The 31 March 2017 issue of the TLS reprinted a piece from 18 March 1977 where artists were asked to “nominate the book(s) on art which have made the strongest impression on them.” Tom Phillips and Robert Motherwell both mentioned the Journal of Eugène Delacroix.
Which book on art? It is a difficult question for me to separate this from the question, “A book on which artist?”, since the pictures in a book are likely to have a greater effect on me than the text, except where the text itself is the artist’s work, as in those two constantly read companions, the Letters of van Gogh and the Journal of Delacroix.
Phaidon published a selection (about half the length of the original, it says) edited by Hubert Wellington and translated by Lucy Norton, but it’s out of print now (?!). I found a nice used copy online easily (in this case from Hay on Wye Booksellers).
Every page is filled with wonderful things.

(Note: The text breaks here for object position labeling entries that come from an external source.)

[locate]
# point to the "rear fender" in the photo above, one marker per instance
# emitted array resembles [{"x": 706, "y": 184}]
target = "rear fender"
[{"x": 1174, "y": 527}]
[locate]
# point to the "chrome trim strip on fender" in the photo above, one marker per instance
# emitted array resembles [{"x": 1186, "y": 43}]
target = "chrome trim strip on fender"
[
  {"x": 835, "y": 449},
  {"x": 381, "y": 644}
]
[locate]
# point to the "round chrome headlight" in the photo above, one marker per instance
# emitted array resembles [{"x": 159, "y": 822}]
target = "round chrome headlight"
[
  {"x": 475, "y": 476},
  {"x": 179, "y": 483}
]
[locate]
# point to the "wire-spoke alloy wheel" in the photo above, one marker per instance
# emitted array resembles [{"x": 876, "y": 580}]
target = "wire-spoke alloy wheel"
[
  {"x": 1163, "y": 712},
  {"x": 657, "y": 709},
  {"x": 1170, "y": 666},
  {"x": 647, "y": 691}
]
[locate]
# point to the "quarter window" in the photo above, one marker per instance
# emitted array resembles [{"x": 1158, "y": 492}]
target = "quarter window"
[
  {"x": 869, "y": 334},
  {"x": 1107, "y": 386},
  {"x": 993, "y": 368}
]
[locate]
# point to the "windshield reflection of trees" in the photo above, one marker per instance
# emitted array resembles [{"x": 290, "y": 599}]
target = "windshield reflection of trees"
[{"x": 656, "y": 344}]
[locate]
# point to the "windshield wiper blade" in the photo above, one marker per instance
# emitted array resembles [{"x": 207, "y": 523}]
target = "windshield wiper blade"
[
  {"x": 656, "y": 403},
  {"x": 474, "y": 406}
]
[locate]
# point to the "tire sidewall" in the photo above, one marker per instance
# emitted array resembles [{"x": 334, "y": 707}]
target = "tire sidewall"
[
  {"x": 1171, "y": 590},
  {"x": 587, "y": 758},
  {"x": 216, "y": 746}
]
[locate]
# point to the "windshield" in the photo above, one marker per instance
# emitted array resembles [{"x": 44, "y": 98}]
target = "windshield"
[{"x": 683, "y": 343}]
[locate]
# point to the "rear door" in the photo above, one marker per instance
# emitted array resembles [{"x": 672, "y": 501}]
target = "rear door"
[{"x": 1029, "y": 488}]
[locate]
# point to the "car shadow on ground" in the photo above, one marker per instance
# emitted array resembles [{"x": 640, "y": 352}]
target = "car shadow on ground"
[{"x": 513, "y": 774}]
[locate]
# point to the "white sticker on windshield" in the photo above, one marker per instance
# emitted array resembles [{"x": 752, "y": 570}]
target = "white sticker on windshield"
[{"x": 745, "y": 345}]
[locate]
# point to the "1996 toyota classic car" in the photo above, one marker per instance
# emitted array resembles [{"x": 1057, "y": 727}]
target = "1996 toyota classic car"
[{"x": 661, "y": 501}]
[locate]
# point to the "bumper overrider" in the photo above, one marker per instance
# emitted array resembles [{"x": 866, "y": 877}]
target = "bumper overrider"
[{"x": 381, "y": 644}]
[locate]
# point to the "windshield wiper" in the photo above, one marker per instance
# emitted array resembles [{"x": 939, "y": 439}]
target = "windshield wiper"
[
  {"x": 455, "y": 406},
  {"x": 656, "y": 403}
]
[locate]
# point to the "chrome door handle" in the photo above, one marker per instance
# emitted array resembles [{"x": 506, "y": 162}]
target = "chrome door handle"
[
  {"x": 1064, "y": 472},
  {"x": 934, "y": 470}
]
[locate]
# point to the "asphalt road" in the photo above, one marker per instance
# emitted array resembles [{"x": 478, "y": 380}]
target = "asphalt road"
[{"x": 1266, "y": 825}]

I flipped around randomly and came across this, from 27 August 1854:
They are going to launch a large vessel called a clipper at noon today. Another of these American inventions to make people go faster and faster. When they have managed to get travellers comfortably seated inside a cannon so that they can be shot off like bullets in any given direction civilization will doubtless have taken a great step forward. We are making rapid strides towards that happy time when space will have been abolished; but they will never abolish boredom, especially when you consider the ever-increasing need for some occupation to fill in our time, part of which, at least, used to be spent in travelling.
It is a fascinating book, and I’m looking forward to reading it slowly.